Bordering Two Cultures As A BBC (British Born Chinese)


It occurred to me the other day that I love clinging to a sense of anonymity when I write, straying away from vast commentaries on my life or intimate personal details. In order to remedy that, I thought I’d write a more personal article, laden with cultural perspective: my thoughts on being British Chinese or what it’s like being British Chinese. My ethnic roots are the first thing a stranger notices about me, so I thought I’d discuss my life, bordering two cultures and what that means for me as a young woman.

Where am I from?

I’m from the North-West of England and still live and study there today. I have two wonderful parents and two outrageously successful siblings. Strangely enough my parents deviate away from the stereotype of the strict Asian parents in that I’ve never felt pressured to excel academically or live up to an academic dream. Whilst they taught me that high grades will certainly open doors, they reinforced the fact that interpersonal and intra-personal smarts will get you over the threshold and that there’s more to life than being a grade-hound.

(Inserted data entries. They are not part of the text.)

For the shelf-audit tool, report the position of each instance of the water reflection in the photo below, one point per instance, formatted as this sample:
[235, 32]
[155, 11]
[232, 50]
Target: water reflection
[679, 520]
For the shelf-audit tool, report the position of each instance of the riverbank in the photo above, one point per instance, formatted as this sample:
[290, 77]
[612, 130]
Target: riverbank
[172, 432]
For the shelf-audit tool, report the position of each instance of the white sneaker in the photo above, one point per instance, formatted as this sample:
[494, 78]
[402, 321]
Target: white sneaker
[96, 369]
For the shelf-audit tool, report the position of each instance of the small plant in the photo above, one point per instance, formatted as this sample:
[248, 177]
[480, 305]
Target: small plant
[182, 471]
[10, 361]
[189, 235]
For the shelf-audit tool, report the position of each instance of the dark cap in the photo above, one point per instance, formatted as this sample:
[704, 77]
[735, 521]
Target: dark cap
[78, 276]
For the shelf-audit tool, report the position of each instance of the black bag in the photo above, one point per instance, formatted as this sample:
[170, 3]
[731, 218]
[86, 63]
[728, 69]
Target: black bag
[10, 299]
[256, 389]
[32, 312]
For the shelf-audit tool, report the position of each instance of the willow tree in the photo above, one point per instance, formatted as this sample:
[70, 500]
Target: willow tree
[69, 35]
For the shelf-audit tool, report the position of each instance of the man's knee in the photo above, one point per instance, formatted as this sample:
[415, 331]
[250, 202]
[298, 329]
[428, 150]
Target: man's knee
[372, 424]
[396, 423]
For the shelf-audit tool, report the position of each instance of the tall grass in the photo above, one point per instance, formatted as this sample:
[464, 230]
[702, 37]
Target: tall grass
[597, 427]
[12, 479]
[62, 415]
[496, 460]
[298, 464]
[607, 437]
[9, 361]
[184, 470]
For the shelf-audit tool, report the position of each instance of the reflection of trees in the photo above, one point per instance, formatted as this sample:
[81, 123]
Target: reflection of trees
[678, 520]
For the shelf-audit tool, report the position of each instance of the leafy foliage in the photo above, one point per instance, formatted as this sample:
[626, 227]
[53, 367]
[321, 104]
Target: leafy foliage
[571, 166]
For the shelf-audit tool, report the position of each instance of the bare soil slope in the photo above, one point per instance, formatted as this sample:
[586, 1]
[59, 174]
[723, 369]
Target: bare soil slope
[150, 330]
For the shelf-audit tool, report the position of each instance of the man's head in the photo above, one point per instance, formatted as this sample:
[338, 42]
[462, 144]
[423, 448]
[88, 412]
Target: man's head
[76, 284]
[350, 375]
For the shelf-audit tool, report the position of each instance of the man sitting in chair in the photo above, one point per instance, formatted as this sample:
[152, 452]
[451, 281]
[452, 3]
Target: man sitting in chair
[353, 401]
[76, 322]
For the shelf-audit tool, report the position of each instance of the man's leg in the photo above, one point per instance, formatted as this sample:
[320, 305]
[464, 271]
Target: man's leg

“No, where are you actually from?”

I often find the question, ‘where are you from?’ troublesome in two respects:

A) Curiosity about my ethnicity is camouflaged in a question about where I was born.

B) Upon answering the question, there are those who get embarrassed and immediately apologise, “Oh, I’m sorry. I didn’t know you were from here”.

It’s only natural for people to be curious and I appreciate people’s caution around the potentially tricky issue of race. My ethnicity is Chinese but, unfortunately, I can only speak English, despite many preconceptions. As a result, I’m incredibly envious of my bilingual friends, especially when they switch languages in conversation. Sadly, as my grandmother can only speak Chinese and a little English, my siblings and I can’t fully communicate with her meaning our relationship is stagnated in parts.

I often find my appearance is such a contradiction and as a result, my friends have supplied the moniker, ‘fake Asian’.

“So, are you more British or Chinese?”

I’m equal elements of both in that my nationality is British and my ethnicity is Chinese. I wouldn’t be who I am otherwise. In fact, my parents would never entertain a solely British label. Whilst studying French at school, I stumbled upon the concept of visible and invisible minorities: the concept of blending more easily into a society due to your looks. That’s to say, throughout my whole life, it will be presumed that I’m a Chinese native.

“Wow, you speak English perfectly!”


“But you can’t speak Chinese?”


“You’re so exotic looking!”

Thanks…but I’m not a tropical island, I’m a girl!

“Ok. So, what’s it like for you to be British Chinese?”

It’s interesting being part of two cultures as there’s the chance to mix and match different aspects of both. For example, I celebrate New Year’s Day on January 1st as well as Chinese New Year. And my mother cooks rice with English food in what I like to call Asian fusion dishes. I just wish I was able to cook as well as she does!

I’m also very grateful to my parents. Thanks to the hard graft of our parents and grandparents, my siblings and I have had very easy lives. Unlike most, if not all, of our Chinese friends, we’ve never had to work in a family business, devoting our time instead to our studies and interests.

Looks-wise, I find that my appearance has enabled me to stand out in job interview situations and the like. Experiencing racism and prejudice has made me, in my opinion, a stronger person and less prejudiced to others. I always tend to stand up for people and would never judge anyone negatively on something as superficial as looks. Don’t get me wrong. There are days I feel upset over a racist jibe but, to this day, I’ve never experienced anything too severe or physical (thank god!).

Before university, I had never heard of the concept of ‘Yellow Fever’ fetish or ‘Asiaphiles’. For the unacquainted, these two terms describe the phenomenon surrounding the sexual preference some people (usually Caucasian males) bear for Asian women. I find it hilarious and although most people find it inherently racist and creepy, I think it’s important to take a light-hearted perspective. For a BBC girl, it’s always something to consider when dating. Check out the video below:


What does it mean for you to be British Chinese?

It simply means I border two cultures. I grew up in a Western country with all the youthful looks that my Chinese roots gave me. As a result, I’m exposed to the advantages of both cultures. Do I think it would be easier to be simply English or Chinese? I don’t know. All I know is that I’m here to eradicate stereotypes of what it means to be British or Chinese.